Every System is a Log: Avoiding coordination in distributed applications
Overall reaction & core idea
- Many commenters like the clear articulation of “everything is a log” and its implications for durable execution and coordination.
- Some see it as a practical extension of ideas from transaction logs, “Turning the Database Inside Out,” and classic distributed systems research.
- Others feel it’s essentially re‑packaging long‑known concepts from accounting and early computing.
“One log” scope and coordination
- There’s confusion around “one log”: some initially read it as literally a single global log.
- Clarification: it means one logical log per entity/handler (e.g., per payment, user, session) that unifies state, communication, and locking; these logical logs are multiplexed over partitioned physical logs.
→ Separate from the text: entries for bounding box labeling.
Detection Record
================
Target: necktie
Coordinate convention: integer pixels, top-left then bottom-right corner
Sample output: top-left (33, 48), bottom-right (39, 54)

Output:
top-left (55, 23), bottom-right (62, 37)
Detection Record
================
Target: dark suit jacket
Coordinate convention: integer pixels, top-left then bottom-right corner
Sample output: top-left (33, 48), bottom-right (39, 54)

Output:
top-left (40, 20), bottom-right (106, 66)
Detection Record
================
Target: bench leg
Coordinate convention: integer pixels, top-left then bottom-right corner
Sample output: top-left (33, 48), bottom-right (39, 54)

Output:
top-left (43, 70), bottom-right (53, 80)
- Critics argue that coordination needs are ultimately dictated by real‑world causal relationships, so independent logs only work when domains are actually independent.
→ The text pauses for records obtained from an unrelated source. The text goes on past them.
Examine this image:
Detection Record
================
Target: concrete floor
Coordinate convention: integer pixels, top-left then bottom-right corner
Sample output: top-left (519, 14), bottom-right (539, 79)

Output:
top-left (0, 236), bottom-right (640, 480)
Scalability, CAP, and consistency
- Multiple comments point out that a single, linearizable log trades availability for consistency (CAP).
- The system is assumed to choose linearizability (like Kafka, Pulsar, Redpanda) and to scale via partitioning/sharding, not a global mutex.
- Some suggest replication or CRDT-like approaches; responses note these only work when temporary inconsistencies are acceptable.
Relation to existing paradigms & systems
- Comparisons are drawn to:
- Temporal (durable workflows), with this approach seen as broader: also used for RPC and long‑lived state.
- Actor models/virtual actors (e.g., per-key stateful handlers).
- CSP-like sequencing via shared logs.
- ATProto/Bluesky’s architecture, and various log/CRDT projects (gossiplog, OrbitDB, Canvas).
- Internal “log as a service” systems at large cloud providers.
Log structure, compaction, and ordering
- Discussion on compaction: summarizing log segments, keeping per‑key state in an internal DB, partitioning high‑ vs low‑throughput streams.
- Debate over whether log order must be strict:
- Some propose peer‑to‑peer, append‑only “ledgers” where order is secondary and corrections are new entries.
- Others argue that without strong ordering you can’t stream correctly or reason about deletes/negations.
Use cases, edge scenarios, and practicality
- Offline/edge scenarios (e.g., a store losing connectivity) spark discussion of CRDT‑like payments, outboxes, and consensus variants.
- Some see logs as a natural fit for financial systems and reconciliation; analogies to general ledgers and journal entries recur.
Licensing and openness
- Restate uses the Business Source License (not OSI‑open); some are wary of vague restrictions on “Application Platform Service” use and request clearer grants.